Core Concepts is the fruit of a two-year effort led by Sarah (Jodi) Shaefer, PhD, RN, and Pamela R. Jeffries, PhD, RN, FAAN, who worked with clinical and educational concept experts and web designers to create an interface that allows users to advance at their own pace, move back and forth within the program, receive instant feedback on their progress, and even repeat steps as desired. The interactivity is astonishing.

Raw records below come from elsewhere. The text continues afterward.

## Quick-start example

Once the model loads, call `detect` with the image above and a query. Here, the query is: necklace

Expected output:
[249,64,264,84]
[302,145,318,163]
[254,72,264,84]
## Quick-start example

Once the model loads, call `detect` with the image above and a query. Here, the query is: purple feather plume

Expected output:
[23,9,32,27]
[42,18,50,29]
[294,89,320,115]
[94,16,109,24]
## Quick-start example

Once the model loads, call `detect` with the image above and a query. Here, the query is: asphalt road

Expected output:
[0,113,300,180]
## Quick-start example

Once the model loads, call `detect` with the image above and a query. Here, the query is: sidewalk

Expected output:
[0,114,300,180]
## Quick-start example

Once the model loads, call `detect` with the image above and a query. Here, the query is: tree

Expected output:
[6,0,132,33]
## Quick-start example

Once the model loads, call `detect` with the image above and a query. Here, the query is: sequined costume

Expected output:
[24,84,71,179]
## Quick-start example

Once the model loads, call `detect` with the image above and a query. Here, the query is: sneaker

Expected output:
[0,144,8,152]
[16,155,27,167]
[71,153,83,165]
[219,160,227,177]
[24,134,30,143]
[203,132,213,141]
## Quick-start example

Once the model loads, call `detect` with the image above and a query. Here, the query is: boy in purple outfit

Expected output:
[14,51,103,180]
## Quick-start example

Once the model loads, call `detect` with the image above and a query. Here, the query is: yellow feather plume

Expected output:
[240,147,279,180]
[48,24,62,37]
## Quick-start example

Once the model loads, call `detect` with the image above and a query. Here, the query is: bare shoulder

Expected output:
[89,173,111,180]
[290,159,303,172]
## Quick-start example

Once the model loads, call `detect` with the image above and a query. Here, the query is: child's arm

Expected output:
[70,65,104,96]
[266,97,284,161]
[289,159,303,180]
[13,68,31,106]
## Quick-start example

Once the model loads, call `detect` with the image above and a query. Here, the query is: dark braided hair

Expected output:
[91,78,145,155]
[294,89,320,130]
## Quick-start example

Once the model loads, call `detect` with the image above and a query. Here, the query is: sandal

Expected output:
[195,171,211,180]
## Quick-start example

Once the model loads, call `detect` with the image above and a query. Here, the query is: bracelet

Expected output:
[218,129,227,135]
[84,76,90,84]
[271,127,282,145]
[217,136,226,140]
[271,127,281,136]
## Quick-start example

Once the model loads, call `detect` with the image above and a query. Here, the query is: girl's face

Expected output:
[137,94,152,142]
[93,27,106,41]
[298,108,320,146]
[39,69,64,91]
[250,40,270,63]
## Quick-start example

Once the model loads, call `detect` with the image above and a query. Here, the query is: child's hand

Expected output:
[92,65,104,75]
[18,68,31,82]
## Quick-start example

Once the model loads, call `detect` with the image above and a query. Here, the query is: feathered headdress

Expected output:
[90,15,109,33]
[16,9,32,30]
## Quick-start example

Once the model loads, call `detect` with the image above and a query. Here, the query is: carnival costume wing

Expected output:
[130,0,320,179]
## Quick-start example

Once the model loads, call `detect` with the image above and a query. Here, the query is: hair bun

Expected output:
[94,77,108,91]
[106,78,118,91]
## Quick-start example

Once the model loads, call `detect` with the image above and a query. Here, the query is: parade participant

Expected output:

The course, free to all Maryland nurses, “is a student-centered program that is very inviting,” explains Shaefer, “and it encourages active participation.” Candidates for the course would logically include those who are doing the job of preceptor without the title—providing orientations on a unit, perhaps—and those who have hesitated at filling these clinical roles for lack of confidence in their teaching skills. Core Concepts for Clinical Preceptors & Faculty also offers free continuing nursing education (CNE) hours. The course will also be available to non-Maryland nurses, with pricing to be determined.